La chemise s'ouvrit. Elle glissa les mains à l'intérieur sur la peau nue, remonta vers les épaules, la fit tomber. Il avait un torse large, peu de poils, une ligne de ventre nette. Elle posa les lèvres sur sa clavicule, sentit le souffle qu'il retint.

***

Ses mains à lui trouvèrent la fermeture éclair dans le dos de la robe. Un mouvement simple, vers le bas, et le tissu se relâcha sur ses épaules. Elle le laissa descendre le long de ses bras, de ses hanches, et tomber à ses pieds.

Elle resta debout dans la lumière ambrée, en soutien-gorge et culotte, les épaules en arrière, sans se couvrir.

Il la regarda.

Ce regard-là, elle en avait besoin sans l'avoir su jusqu'à cette seconde. Un regard qui prenait le temps, qui ne glissait pas, qui s'attardait sur la courbe de sa gorge, sur la dentelle fine du soutien-gorge, sur le ventre lisse, sur les hanches que la culotte haute encadrait sans les cacher. Un regard qui évaluait sans juger, qui appréciait sans hâte.

"Tu es belle", dit-il, et c'était une constatation, pas un compliment.

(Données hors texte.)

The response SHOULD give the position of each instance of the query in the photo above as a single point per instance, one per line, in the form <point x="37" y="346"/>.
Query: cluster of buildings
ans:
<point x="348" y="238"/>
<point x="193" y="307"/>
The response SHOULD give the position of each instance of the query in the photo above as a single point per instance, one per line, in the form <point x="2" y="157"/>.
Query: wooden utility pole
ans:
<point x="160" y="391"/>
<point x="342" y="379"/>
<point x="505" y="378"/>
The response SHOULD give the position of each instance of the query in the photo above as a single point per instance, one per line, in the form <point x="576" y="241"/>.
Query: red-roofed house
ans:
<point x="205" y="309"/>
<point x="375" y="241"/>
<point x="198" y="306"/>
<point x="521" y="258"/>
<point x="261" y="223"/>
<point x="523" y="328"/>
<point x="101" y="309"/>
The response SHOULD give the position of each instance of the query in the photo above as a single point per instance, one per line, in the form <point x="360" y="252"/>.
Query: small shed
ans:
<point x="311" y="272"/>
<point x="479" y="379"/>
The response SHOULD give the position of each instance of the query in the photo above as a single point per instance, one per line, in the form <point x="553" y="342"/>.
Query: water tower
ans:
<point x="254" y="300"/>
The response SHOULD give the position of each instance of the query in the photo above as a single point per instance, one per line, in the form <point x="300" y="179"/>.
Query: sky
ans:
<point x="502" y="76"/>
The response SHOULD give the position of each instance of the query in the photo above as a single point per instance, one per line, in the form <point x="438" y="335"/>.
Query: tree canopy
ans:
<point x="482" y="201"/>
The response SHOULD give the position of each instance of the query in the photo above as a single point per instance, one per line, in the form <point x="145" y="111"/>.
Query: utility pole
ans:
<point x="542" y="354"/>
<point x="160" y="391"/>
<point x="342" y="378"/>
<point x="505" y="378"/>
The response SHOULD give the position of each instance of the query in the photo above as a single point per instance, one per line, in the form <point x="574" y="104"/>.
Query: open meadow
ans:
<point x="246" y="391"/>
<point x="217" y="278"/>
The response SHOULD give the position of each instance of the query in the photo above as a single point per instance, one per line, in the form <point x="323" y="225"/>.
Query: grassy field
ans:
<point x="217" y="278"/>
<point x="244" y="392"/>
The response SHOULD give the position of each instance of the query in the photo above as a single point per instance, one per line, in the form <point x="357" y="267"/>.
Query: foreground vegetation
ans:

Elle ne répondit pas. Elle fit un pas vers lui, porta les mains dans son dos à lui cette fois, défit la boucle de sa ceinture.

***

Ils finirent de se déshabiller mutuellement avec une lenteur qui n'était pas de la timidité mais de l'attention. Il défit l'agrafe du soutien-gorge, le fit glisser sur ses bras. Ses seins étaient moyens, fermes, les mamelons déjà durcis dans l'air de la pièce. Il les cueillit dans ses paumes avec une douceur qui la surprit, pouces sur les pointes, et elle sentit le courant descendre directement du thorax au bas-ventre.

Elle inclina la tête en arrière.

Il prit ça comme une invitation et baissa la tête, prit l'un dans sa bouche, la langue tournant lentement. Elle laissa échapper un son bref, involontaire. Ses mains à elle trouvèrent ses cheveux et s'y accrochèrent sans forcer.

***

Ils glissèrent vers le canapé sans avoir décidé de le faire.

Elle se retrouva allongée sur le dos, lui à demi penché sur elle, sa bouche sur sa gorge, sur la courbe de ses seins, sur le sternum. Elle sentait contre sa cuisse la pression nette de son érection à travers le tissu du pantalon, et cette sensation concrète, précise, renforça encore ce qui montait en elle depuis le bar, une chaleur sourde et insistante.

Ses doigts à lui longèrent les bords de la culotte, la ligne des hanches, l'intérieur de la cuisse. Il prenait son temps. Elle comprit qu'il aimait ça, le chemin, pas seulement l'arrivée.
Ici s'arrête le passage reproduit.